Additionally in 2011, students are required by the U.S. State Department requires candidates to obtain a job offer with an employer prior to their visa interview. Furthermore residents of Eastern European nations; Russia, Ukraine, Belarus, Bulgaria, Romania and Moldova must have that said job confirmed by their Sponsoring Organization with the employer as valid for the J-1 visa program.

For J1 WAT there are currently 71 approved sponsors listed on the State Department’s website including CIEE, Intrax and InterExchage among others.

Back to the controversial aspect of it all, as I mentioned you need to have organized a job prior to coming to the US. However this requirement is loosely administered for some nations and vigorously for others under the general unofficial guise of students of certain countries being a greater risk to stay longer than their visa allows.

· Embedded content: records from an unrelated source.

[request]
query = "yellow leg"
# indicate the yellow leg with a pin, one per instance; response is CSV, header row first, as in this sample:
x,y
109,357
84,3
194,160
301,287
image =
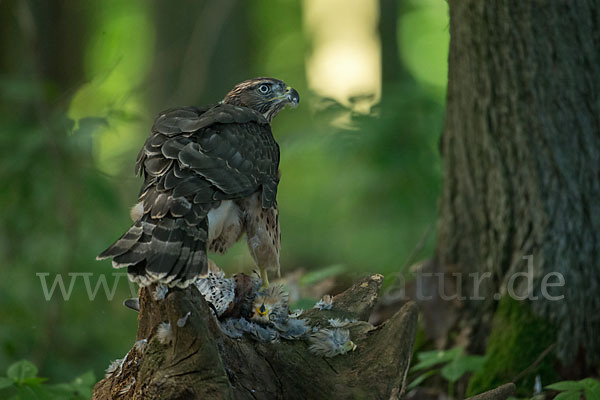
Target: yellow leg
x,y
265,277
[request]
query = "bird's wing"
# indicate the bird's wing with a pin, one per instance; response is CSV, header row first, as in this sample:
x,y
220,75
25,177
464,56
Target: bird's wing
x,y
206,155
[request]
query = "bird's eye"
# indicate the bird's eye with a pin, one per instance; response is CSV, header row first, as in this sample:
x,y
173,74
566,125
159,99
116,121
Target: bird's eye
x,y
264,89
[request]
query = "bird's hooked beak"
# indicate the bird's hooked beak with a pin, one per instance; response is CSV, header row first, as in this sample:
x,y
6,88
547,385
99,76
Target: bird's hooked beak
x,y
262,310
292,96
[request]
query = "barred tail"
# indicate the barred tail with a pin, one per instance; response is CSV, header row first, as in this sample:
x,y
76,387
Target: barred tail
x,y
165,250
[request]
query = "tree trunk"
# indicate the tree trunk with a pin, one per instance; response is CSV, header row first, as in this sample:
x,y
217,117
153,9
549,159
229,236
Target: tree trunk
x,y
201,362
521,162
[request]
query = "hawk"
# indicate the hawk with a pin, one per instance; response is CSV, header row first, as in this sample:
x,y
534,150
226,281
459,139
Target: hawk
x,y
210,175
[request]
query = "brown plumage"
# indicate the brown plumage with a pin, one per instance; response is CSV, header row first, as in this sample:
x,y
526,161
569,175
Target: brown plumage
x,y
210,175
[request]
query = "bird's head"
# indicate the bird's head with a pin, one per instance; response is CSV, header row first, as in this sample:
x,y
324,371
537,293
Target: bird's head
x,y
268,96
270,305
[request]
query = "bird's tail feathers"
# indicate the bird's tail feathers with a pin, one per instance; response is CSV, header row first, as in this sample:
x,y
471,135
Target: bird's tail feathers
x,y
165,250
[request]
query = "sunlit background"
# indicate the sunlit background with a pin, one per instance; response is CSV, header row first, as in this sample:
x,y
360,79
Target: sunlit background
x,y
81,82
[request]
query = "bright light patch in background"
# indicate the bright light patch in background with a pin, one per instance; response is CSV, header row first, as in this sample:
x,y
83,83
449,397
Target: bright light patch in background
x,y
424,39
346,56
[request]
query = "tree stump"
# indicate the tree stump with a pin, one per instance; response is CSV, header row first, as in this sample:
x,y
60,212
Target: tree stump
x,y
201,362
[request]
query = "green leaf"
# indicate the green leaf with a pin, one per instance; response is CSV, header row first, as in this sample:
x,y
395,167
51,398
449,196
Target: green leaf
x,y
419,379
5,382
566,385
591,388
461,365
21,370
570,395
33,381
430,358
86,379
26,393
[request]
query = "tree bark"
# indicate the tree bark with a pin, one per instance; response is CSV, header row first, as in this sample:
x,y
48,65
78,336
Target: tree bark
x,y
201,362
521,160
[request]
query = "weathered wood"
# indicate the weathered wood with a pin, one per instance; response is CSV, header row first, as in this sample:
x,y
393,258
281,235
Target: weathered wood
x,y
521,154
201,362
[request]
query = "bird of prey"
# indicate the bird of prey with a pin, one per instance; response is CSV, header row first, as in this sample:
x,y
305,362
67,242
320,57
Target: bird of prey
x,y
210,175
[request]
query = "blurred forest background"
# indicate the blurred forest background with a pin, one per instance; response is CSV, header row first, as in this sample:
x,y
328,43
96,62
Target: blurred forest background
x,y
81,82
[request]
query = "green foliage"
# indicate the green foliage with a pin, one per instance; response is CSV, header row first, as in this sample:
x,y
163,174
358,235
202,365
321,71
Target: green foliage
x,y
451,364
517,339
21,382
572,390
77,98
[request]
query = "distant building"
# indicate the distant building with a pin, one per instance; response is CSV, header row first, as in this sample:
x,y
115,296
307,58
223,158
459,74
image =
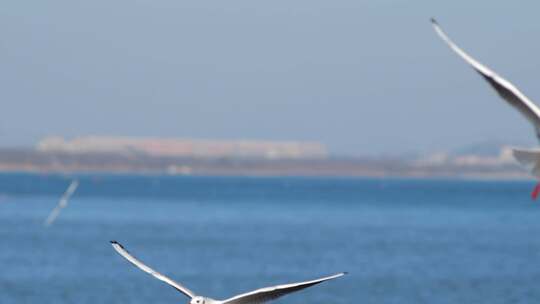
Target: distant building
x,y
185,147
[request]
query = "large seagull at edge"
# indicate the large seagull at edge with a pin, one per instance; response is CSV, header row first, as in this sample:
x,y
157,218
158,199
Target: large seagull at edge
x,y
253,297
529,158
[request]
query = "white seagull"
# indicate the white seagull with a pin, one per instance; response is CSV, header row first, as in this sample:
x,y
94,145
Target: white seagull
x,y
62,203
253,297
529,158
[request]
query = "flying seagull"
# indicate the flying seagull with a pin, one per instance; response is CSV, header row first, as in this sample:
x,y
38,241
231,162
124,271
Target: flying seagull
x,y
253,297
529,158
62,203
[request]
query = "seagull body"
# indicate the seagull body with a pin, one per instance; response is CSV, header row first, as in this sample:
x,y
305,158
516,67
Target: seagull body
x,y
529,158
62,203
253,297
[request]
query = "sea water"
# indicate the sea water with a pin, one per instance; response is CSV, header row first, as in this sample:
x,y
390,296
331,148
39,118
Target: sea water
x,y
402,241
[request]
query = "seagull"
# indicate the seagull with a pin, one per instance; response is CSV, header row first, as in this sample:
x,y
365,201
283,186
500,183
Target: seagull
x,y
529,158
253,297
62,203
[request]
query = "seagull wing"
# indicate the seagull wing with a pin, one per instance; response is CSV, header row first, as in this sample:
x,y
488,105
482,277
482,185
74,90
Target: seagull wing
x,y
62,203
270,293
123,252
506,90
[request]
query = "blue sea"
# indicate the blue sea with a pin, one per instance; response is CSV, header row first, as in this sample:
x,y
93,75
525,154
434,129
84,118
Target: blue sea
x,y
402,241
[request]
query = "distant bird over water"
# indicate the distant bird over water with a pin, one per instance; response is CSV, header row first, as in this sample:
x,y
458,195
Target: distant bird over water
x,y
62,203
529,158
253,297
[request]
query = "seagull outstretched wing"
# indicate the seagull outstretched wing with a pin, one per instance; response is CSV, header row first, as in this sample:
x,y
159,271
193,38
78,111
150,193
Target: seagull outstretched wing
x,y
506,90
123,252
270,293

I will discuss this point more in detail in another post as well as more a step by step guide process to getting employment and this visa.

So some students look at this program as mainly just an extended holiday with the ability to work. Where as others work a lot, travel very little, in the hope when then transfer money back home they will gain a lot from a strong US Dollar. As I said the earlier option is officially disallowed and can have your sponsor organization cancel your visa making you illegal in the country, but it administered loosely depending on where you are from.

I hope this helps provide a nice background context to better understand the J1 visa and what its benefits are. Like I said I will go into further details about many of the points raised here in future posts.